Simulator-Hersteller bittet um Zurückhaltung
Bei den Machern des „DCS“ nimmt man die Verwirrung zum Anlass für eine Warnung. Auf Facebook schreibt der Simulator-Hersteller Eagle Dynamics: „Mit dem außergewöhnlichen technischen Fortschritt in der Hardware und Software ist es schwierig, den Unterschied zwischen ‚DCS‘ und Filmmaterial aus der echten Welt zu erkennen.“
Angesichts der dramatischen Situation in der Ukraine bittet der Hersteller aber, von angeblichen Kampfhandlungs-Videos abzusehen: Diese könnten falsch verstanden werden und schlimmstenfalls Leben in Gefahr bringen. „Vermeiden Sie es bitte, ‚DCS‘ zu verwenden, um Videos dieser Art zu erstellen.“ Die Community rufen die Entwickler auf, „DCS“-Videos, die als echte Aufnahmen verkauft werden, konsequent zu melden.

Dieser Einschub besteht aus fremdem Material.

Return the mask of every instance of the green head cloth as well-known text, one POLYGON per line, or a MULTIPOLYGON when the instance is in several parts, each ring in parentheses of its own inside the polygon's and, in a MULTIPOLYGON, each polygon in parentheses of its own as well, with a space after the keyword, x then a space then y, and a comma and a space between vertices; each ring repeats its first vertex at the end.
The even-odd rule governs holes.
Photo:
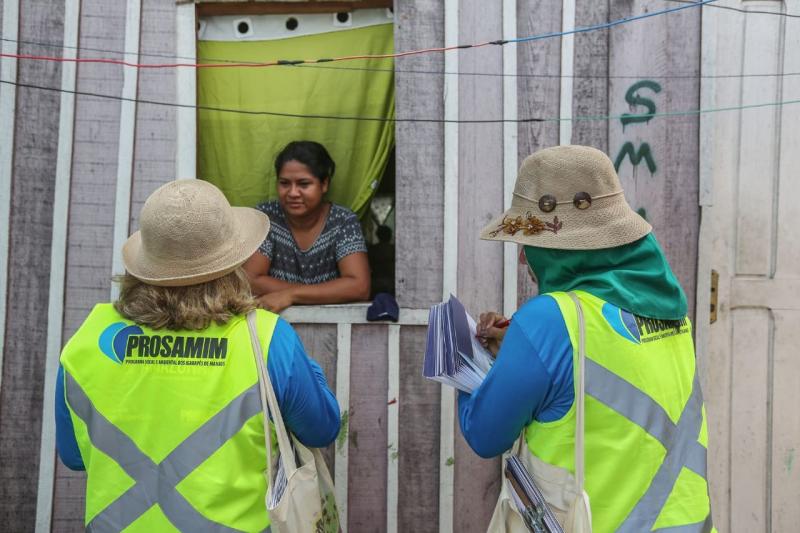
POLYGON ((601 250, 524 249, 540 294, 581 290, 647 318, 686 316, 686 295, 652 233, 601 250))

Nur so können die Betreiber der Social-Media-Angebote angesichts der steten Propaganda-Flut im Ukraine-Konflikt schnell auf Fakes reagieren und die Verbreitung unterbinden.
Achten Sie auf Absender, Inhalt und Quelle!

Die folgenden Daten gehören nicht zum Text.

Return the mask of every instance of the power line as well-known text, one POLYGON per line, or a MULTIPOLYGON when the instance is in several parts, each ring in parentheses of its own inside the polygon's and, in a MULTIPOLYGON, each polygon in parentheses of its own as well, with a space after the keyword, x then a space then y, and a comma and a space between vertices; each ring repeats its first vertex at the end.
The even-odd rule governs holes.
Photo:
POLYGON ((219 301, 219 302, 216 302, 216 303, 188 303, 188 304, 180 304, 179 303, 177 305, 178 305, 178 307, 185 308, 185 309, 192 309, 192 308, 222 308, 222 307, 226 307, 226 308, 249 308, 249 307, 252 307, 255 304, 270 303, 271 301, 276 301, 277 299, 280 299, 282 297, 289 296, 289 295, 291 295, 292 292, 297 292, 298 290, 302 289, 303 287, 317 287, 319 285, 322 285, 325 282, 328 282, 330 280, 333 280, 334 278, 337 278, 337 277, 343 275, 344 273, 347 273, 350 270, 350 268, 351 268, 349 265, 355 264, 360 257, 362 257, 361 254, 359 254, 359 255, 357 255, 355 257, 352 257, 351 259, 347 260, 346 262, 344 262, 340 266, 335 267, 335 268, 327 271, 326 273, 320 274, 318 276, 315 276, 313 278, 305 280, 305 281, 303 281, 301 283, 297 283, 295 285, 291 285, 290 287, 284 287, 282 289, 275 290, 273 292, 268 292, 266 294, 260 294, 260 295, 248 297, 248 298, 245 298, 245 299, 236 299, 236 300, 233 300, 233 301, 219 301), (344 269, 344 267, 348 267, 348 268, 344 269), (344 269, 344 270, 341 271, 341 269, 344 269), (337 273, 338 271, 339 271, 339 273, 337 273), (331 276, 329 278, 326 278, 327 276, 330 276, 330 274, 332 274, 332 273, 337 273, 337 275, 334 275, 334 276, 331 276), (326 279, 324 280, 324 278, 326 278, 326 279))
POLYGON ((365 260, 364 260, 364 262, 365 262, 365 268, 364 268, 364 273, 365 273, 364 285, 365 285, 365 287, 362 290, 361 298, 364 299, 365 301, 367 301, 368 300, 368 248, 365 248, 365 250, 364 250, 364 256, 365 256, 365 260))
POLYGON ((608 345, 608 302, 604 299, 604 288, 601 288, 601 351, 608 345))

Weil die Löschtrupps kaum hinterherkommen, ist aber auch jeder Internetnutzer selbst angehalten, vermeintliche Kriegsaufnahmen in den sozialen Medien kritisch zu hinterfragen. Hier sollte man vor allem drei Punkte genau prüfen: den Absender eines Postings, den Inhalt selbst und, bei Links auf externe Websites, die genutzte Internetadresse.

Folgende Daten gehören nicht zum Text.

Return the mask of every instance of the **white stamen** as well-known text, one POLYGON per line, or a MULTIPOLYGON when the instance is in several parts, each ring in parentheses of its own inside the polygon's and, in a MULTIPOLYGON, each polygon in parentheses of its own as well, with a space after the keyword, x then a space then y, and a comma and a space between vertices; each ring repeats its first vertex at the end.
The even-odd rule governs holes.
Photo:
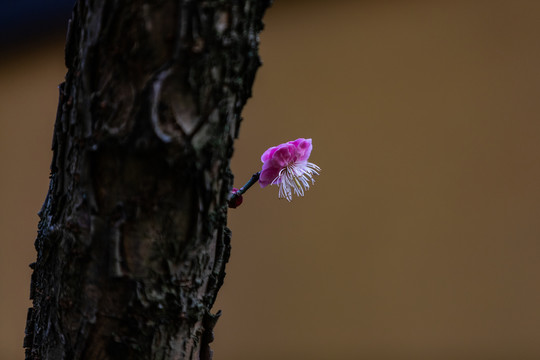
POLYGON ((278 176, 272 181, 279 185, 278 197, 292 200, 292 193, 304 196, 304 190, 309 189, 309 181, 315 183, 313 175, 319 175, 321 168, 310 162, 293 162, 280 170, 278 176))

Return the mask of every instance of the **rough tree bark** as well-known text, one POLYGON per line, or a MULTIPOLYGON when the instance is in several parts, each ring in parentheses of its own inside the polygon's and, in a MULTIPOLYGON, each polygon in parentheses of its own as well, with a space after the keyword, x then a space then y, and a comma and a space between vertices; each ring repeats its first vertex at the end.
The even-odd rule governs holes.
POLYGON ((229 159, 270 0, 74 8, 26 359, 210 359, 229 159))

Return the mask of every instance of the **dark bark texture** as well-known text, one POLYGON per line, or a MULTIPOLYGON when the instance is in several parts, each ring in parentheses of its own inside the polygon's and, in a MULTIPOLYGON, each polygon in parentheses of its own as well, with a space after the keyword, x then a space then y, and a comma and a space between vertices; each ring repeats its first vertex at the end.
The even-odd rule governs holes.
POLYGON ((229 160, 270 0, 74 8, 26 359, 210 359, 229 160))

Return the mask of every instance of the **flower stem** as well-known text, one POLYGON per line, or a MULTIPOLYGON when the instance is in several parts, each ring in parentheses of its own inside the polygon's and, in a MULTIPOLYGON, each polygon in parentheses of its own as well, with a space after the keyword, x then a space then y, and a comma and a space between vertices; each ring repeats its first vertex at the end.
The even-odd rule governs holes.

Ist der Absender-Account sehr neu und hat kaum Follower, ist nicht auszuschließen, dass es sich um ein Propagandakonto handelt. Bei Bildern bietet sich eine Rückwärts-Bildersuche an: Suchmaschinen wie Google erlauben, auf Basis hochgeladener Fotos die ursprüngliche Quelle zu identifizieren.
Bei auf Twitter angepriesenen Websites, die oft im Look klassischer Nachrichtenangebote daherkommen, sollte man Internetadresse und Impressum überprüfen. Bei angeblichen Screenshots von News-Artikeln ist ebenfalls Vorsicht geboten, hier sollte man die Ursprungsquelle konsultieren: Mit Bildbearbeitungs-Software können schnell Fälschungen erzeugt werden.